Rocco (AI-Powered Podcast Generator)

System Modules
Rocco: AI-Powered Podcast Generator

Overview
Rocco is an autonomous podcast generation platform that transforms topics and research queries into fully-produced, multi-host podcast episodes. Built as a personal solution for consuming educational content and daily news briefings, Rocco demonstrates sophisticated agent orchestration, multi-modal AI integration, and end-to-end content production automation. The system rivals commercial solutions like NotebookLM while offering customizable scheduling and deeper research capabilities.
Technical Architecture
Rocco's architecture integrates multiple best-in-class AI services into a cohesive pipeline. The system leverages GPT-5 and GPT-5-mini for text inference and script generation, Tavily for web research, Cartesia.ai for natural voice synthesis, and Gemini for image generation. The platform supports both user-initiated and scheduled autonomous podcast creation, enabling daily briefings and recurring deep-dives on specific topics without manual intervention.

The technical stack demonstrates careful API selection: Tavily provides high-quality research results with better filtering than traditional search APIs, Cartesia delivers emotionally nuanced voice synthesis through SSML tag support, and the dual GPT model approach balances performance with cost efficiency across different pipeline stages.
Research and Content Pipeline
Rocco's most sophisticated component is its multi-stage research and scripting pipeline. When a topic is submitted—either manually or via scheduled agent—the system begins with an exploratory research phase. The research agent conducts initial searches through Tavily to establish context, then develops a research strategy: a structured plan identifying key subtopics and specific search queries needed to comprehensively cover the subject matter.

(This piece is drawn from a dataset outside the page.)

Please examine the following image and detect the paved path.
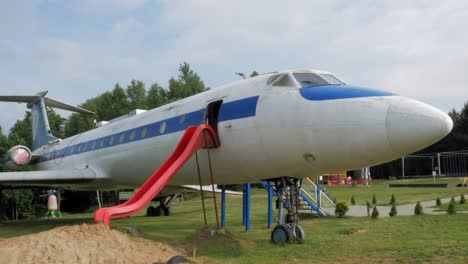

This strategy drives targeted information gathering, with results filtered and ranked to retain only the most relevant sources. Extracted content is parsed and indexed into a vector database, creating a queryable knowledge base specific to each episode. This approach ensures research depth while maintaining focus on the user's original topic.
The scripting process operates in distinct phases. First, an outlining agent determines episode structure, selecting which aspects of the research to cover based on the chosen podcast style (educational deep-dive, news briefing, conversational discussion, etc.) and host configuration (single or dual-host format). The outline represents a curated subset of the research, tailored to the episode format and time constraints.

For each outline section, the system performs vector searches against the indexed research to retrieve relevant context, then generates detailed script segments. This section-by-section approach allows fine-grained control over content development but introduces a critical challenge: maintaining narrative coherence across independently-generated segments.
Quality Assurance and Natural Dialogue
To address coherence challenges, Rocco implements an editorial review stage. An editor agent analyzes the complete script, identifying inconsistencies, tonal shifts, or logical gaps between sections. The original scriptwriting agent receives this feedback and applies revisions, ensuring the final episode flows naturally despite its segmented generation process.
Achieving natural-sounding dialogue presented significant early challenges. The system has evolved to incorporate automated evaluation frameworks that assess script quality across multiple dimensions: conversational flow, factual accuracy, tonal consistency, and emotional appropriateness. These evaluations have dramatically improved output quality through iterative refinement of prompting strategies and generation parameters.

A critical innovation is the integration of SSML (Speech Synthesis Markup Language) tags directly into generated scripts. The scriptwriting agent annotates dialogue with emotional cues, pacing instructions, and prosodic markers, enabling Cartesia's voice synthesis to deliver genuinely expressive performances rather than monotone narration. This attention to emotional nuance distinguishes Rocco's output from simpler text-to-speech implementations.
Development Challenges and Solutions
The primary technical challenge in developing Rocco was debugging a long-horizon task with execution times extending up to an hour for full-length episodes. Traditional debugging approaches prove ineffective when iteration cycles are measured in hours rather than seconds. This necessitated building robust logging, intermediate state inspection, and component-level testing frameworks to isolate issues without requiring full pipeline execution.
The automated evaluation system emerged as both a quality assurance tool and a development accelerator. By establishing quantitative metrics for script quality, the system enables rapid assessment of changes to prompting, model selection, or pipeline architecture without subjective human review of every test output.
Results and Impact
Rocco has been in daily production use for several weeks, generating personalized content ranging from cosmology and physics deep-dives for evening listening to morning news briefings. The system's ability to autonomously research, script, and produce episodes on schedule has transformed content consumption from passive browsing to curated, personally-relevant audio programming.
The project demonstrates advanced capabilities in agent orchestration, multi-stage reasoning, and cross-modal AI integration while solving a genuine personal need. The architecture patterns developed—particularly the research-outline-script-edit pipeline and automated quality evaluation—represent reusable frameworks applicable to other long-form content generation challenges.
Future Directions
Rocco establishes a foundation for exploring more sophisticated podcast formats, multi-episode series with narrative continuity, and integration of user feedback loops for continuous personalization. The vector database architecture enables potential features like cross-episode knowledge graphs and recurring segment automation based on emerging topics in saved research areas.